Перейти на страницу:

Она часто смеялась, хотя размытая в уголках глаз тушь выдавала такую же склонность к слезам. Она не курила, но иногда доставала из сумки маленький портсигар, словно курение воспринималось ею не как одинокая услада, а как необходимое дополнение к присутствию мужчин. Словом, ситуация, в которую попал мой добропорядочный отец, была невероятно забавной, и я в душе хохотал. Было до смерти любопытно, как он из нее вывернется, как поведет себя в таком обществе.

Между тем они разговорились. Все, о чем спрашивала женщина, входило в круг излюбленных тем отца. Ее любознательность не ставила его в тупик, а, наоборот, вселяла гордость от сознания своего покровительства. Отец вряд ли замечал, что для женщины странно задавать вопросы о том, какая сейчас в моде обивка мебели, какие выбрать обои и занавески на окна. Я же видел, что наша попутчица собралась всерьез устраивать быт и ей это тоже внове. Просвещая ее, отец рассыпался в любезностях. Не часто ему выпадало соединить удовольствие от обсуждения излюбленных тем с обществом такой экстравагантной собеседницы.

Женщина попросила остановить машину как раз возле моей библиотеки, и было совершенно естественно, что мы выйдем вместе. Я осторожно извлек из кабины абажур, и у меня не хватило духу взвалить эту тяжесть на плечи владелицы. А тут еще отец слюбезничал за чужой счет:

— Петя вам поможет, я думаю…

Мне оставалось лишь подтвердить такой же любезной улыбкой правильный ход его мыслей. Женщина с отцом мило распрощались, и я решил, что они, должно быть, одного возраста, во всяком случае, она не намного младше.

— Меня зовут Елизавета Фоминична, Лиза… — представилась попутчица и черкнула ему адрес карандашом для бровей.

— Тарас, Тарас Григорьевич…

К чести отца, он все-таки почувствовал двусмысленность ситуации и принял бумажку не без смущения.

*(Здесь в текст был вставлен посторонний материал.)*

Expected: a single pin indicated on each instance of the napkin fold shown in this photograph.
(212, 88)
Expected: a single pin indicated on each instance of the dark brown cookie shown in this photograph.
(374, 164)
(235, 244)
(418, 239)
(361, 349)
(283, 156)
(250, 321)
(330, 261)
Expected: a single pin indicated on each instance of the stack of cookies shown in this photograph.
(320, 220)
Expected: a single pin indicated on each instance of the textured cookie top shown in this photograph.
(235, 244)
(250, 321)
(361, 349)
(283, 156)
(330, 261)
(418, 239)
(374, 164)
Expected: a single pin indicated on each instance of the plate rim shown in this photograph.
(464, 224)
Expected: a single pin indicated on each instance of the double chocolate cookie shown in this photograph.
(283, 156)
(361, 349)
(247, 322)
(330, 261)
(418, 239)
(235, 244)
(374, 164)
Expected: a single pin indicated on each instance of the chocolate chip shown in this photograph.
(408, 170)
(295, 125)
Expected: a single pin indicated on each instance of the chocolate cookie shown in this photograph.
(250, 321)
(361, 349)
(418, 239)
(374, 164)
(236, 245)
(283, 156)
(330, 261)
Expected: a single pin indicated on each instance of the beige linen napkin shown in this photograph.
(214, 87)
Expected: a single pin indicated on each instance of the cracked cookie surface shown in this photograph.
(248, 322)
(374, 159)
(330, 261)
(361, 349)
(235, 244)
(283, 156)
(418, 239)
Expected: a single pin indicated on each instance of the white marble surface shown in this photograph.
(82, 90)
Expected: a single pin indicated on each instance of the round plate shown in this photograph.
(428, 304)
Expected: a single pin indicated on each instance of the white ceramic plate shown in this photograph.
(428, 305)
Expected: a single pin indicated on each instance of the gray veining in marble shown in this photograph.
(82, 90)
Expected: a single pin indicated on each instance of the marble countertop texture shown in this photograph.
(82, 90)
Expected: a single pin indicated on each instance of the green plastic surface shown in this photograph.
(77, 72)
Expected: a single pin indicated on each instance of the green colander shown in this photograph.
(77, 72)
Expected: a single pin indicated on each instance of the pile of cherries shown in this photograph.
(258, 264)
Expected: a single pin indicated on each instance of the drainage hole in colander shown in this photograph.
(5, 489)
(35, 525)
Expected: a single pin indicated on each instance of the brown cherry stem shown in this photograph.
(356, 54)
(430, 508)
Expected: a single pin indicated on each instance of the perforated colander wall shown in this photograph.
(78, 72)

Мы пробирались той частью старого Арбата, которая словно бы и приличествовала моей ноше: кривыми, сгорбленными переулками, запутанными лабиринтами проходных дворов и задворок с сараями, котельными и голубятнями, пока не очутились перед ее домом. Лиза с улыбкой показала мне свое окно. По причудливому замыслу архитектора, это было единственное окно в слепой стене странного, похожего на пожарную каланчу дома с крутой односкатной крышей…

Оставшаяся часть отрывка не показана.